MOSCOU: L'armée russe a annoncé samedi avoir effectué avec succès un nouveau tir d'essai du missile de croisière hypersonique Zircon, au moment où Moscou intensifie son offensive en Ukraine.

Le missile Zircon a été tiré depuis la frégate Amiral Gorchkov, en mer de Barents, vers une cible dans les eaux de la mer Blanche, dans l'Arctique, a indiqué le ministère russe de la Défense dans un communiqué.

La cible située à un millier de kilomètres "a été visée avec succès", selon la même source.

Le tir a été effectué dans le cadre des "essais de nouvelles armes" russes, ajoute le communiqué.

Le premier tir officiel d'un Zircon remonte à octobre 2020, le président Vladimir Poutine ayant alors salué un "grand évènement". D'autres essais ont eu lieu depuis, notamment à partir de la frégate Amiral Gorchkov et depuis un sous-marin immergé.

D'une portée maximale d'environ 1 000 kilomètres, celui-ci doit équiper les navires de surface et les sous-marins de la flotte russe.

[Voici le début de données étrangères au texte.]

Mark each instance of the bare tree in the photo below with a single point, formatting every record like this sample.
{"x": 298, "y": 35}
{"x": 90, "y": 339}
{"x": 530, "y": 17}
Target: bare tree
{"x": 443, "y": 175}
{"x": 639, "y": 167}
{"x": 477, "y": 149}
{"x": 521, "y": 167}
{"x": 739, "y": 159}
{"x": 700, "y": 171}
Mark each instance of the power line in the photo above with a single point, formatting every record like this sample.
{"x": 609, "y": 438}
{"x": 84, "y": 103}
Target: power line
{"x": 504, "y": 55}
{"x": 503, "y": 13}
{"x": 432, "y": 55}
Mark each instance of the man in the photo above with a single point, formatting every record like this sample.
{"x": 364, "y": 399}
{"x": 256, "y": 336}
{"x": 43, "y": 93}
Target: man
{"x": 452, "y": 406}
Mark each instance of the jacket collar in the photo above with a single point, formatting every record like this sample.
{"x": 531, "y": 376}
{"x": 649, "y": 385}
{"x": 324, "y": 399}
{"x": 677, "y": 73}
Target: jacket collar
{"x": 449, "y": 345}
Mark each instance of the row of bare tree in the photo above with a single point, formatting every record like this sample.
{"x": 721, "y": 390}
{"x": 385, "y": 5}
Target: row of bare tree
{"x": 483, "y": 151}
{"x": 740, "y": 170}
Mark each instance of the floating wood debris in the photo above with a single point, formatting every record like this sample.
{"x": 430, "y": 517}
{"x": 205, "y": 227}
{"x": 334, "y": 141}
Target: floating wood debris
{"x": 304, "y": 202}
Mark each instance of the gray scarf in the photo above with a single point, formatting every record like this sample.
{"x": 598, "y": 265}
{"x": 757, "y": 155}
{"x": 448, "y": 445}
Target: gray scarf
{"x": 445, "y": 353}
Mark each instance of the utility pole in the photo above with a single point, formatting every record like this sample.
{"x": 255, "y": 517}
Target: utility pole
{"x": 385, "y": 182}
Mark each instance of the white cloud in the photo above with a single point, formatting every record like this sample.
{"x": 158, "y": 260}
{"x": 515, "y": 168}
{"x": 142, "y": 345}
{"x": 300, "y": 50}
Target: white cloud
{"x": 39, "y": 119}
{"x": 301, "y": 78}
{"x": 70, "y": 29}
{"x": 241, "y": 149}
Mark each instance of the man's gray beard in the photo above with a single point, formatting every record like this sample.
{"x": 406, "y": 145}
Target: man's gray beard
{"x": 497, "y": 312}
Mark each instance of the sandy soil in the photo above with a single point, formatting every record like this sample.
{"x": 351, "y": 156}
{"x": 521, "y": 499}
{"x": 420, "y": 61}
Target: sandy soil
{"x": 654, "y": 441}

La Russie, qui a lancé le 24 février une offensive en Ukraine, a annoncé en mars y avoir utilisé des missiles hypersoniques -- "Kinjal", un recours en combat qui a semblé être une première, Moscou n'ayant jusque-là jamais fait état de l'emploi de ce type d'armes, sauf pour des essais.

Les missiles balistiques hypersoniques "Kinjal" et ceux de croisière "Zircon" appartiennent à une famille de nouvelles armes développées par la Russie et que M. Poutine qualifie d'"invincibles".